The demand for semiconductor devices has increased dramatically over the years. Many frequently used electronic devices are made possible because of developments in semiconductor devices. As such devices become smaller, more sophisticated, and less expensive, the marketplace demands increasingly higher circuit densities, increased performance, and lower cost.
Increasing the density of semiconductor devices has been accomplished by reducing associated component area. Photolithography is nearing X-ray energy levels, however, and is encountering limits in further size reductions. Three-dimensional semiconductor-based structures have provided additional opportunities to increase density, but error probabilities are multiplied as the number of stacked layers increases, and statistics of yield quickly become unsatisfactory.
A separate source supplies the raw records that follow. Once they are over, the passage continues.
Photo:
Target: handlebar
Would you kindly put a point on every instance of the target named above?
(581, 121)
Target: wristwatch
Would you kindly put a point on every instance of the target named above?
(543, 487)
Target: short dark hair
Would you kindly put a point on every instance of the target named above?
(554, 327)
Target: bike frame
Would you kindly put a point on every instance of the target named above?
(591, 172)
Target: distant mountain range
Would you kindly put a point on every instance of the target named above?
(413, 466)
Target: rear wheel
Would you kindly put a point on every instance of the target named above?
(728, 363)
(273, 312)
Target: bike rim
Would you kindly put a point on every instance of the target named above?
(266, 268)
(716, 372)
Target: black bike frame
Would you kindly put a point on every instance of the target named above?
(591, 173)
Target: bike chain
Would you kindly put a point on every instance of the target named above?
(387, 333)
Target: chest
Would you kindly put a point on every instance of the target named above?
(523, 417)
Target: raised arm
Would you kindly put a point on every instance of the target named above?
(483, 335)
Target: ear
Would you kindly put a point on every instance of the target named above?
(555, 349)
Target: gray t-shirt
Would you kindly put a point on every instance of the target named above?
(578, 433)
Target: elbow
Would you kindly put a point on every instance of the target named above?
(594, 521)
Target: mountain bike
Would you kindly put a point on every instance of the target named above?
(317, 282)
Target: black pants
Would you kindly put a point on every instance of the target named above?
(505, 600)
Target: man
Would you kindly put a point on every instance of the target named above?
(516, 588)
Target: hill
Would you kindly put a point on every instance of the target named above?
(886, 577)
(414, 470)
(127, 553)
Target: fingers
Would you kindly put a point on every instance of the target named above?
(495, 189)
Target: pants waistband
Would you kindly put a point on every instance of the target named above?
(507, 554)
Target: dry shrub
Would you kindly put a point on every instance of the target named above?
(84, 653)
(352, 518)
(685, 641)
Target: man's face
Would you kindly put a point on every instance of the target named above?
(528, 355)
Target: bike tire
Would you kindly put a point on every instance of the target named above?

Crystal-based semiconductor devices generally provide better results than other devices, because regular arrays of atoms provide better electron movement than disordered arrays. At the same time, oxides are needed to keep electrons out of certain areas. Crystals cannot easily be stacked on top of amorphous or non-crystalline oxides, because crystal growth on top of a disordered substrate impedes proper registration of new atoms across the surface and often results in polycrystalline material. Additionally, once a device and a layer have been created, it is generally deleterious to subject them to further thermal input, as is often needed when a next layer is being formed. These and other challenges increase the difficulties and costs associated with stacked devices.